I saw “Into the Wild” last night

I remember reading “Into the Wild” when I was in 11th grade, and being very captivated by its 14-year-old tale of Chris McCandless and his love of the outdoors and the road. After watching the film last night, and coming back to the story for the first time in about 10 years, I’m still leaning to my initial gut reaction: the guy led a wondrous life, had a great heart, wanted to go on this romantic journey, and all of those things, but I’m siding with the Alaskans on this — the guy was foolish to go into the wild, as it were, so woefully unprepared.

I was surprised to learn that the bus that McCandless camped out in is still around, and that it’s become something of a shrine.

But in the end, and I really don’t mean to sound totally heartless when I say this, this captivates my sentiment:

For many Alaskans, the problem is not necessarily that Christopher McCandless attempted what he did – most of us came here in search of something, didn’t we?

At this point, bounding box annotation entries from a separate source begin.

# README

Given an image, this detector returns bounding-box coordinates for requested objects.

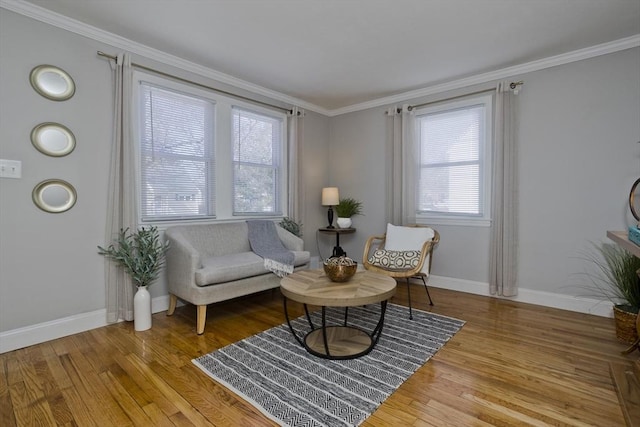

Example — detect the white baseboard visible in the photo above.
[0,278,613,354]
[428,275,613,317]
[0,295,169,354]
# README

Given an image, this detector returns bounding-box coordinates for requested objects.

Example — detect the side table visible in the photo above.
[318,227,356,258]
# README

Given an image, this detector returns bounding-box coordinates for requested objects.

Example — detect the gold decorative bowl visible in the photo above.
[323,261,358,282]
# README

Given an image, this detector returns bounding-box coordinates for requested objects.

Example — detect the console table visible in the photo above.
[607,231,640,427]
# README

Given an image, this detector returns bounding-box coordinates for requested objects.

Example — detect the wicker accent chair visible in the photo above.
[362,224,440,319]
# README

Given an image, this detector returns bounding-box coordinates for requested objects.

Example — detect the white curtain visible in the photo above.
[105,53,137,323]
[387,105,419,225]
[489,83,518,296]
[287,107,305,222]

Haven’t we made our own embarrassing mistakes? But we can’t afford to take his story seriously because it doesn’t say much a careful person doesn’t already know about desire and survival. The lessons are so obvious as to be laughable: Look at a map. Take some food. Know where you are. Listen to people who are smarter than you. Be humble. Go on out there – but it won’t mean much unless you come back.

This is what bothers me – that Christopher McCandless failed so badly, so harshly, and yet so famously that his death has come to symbolize something admirable, that his unwillingness to see Alaska for what it really is has somehow become the story so many people associate with this place, a story so hollow you can almost hear the wind blowing through it. His death was not a brilliant fuck-up. It was not even a terribly original fuck-up. It was just one of the more recent and pointless fuck-ups.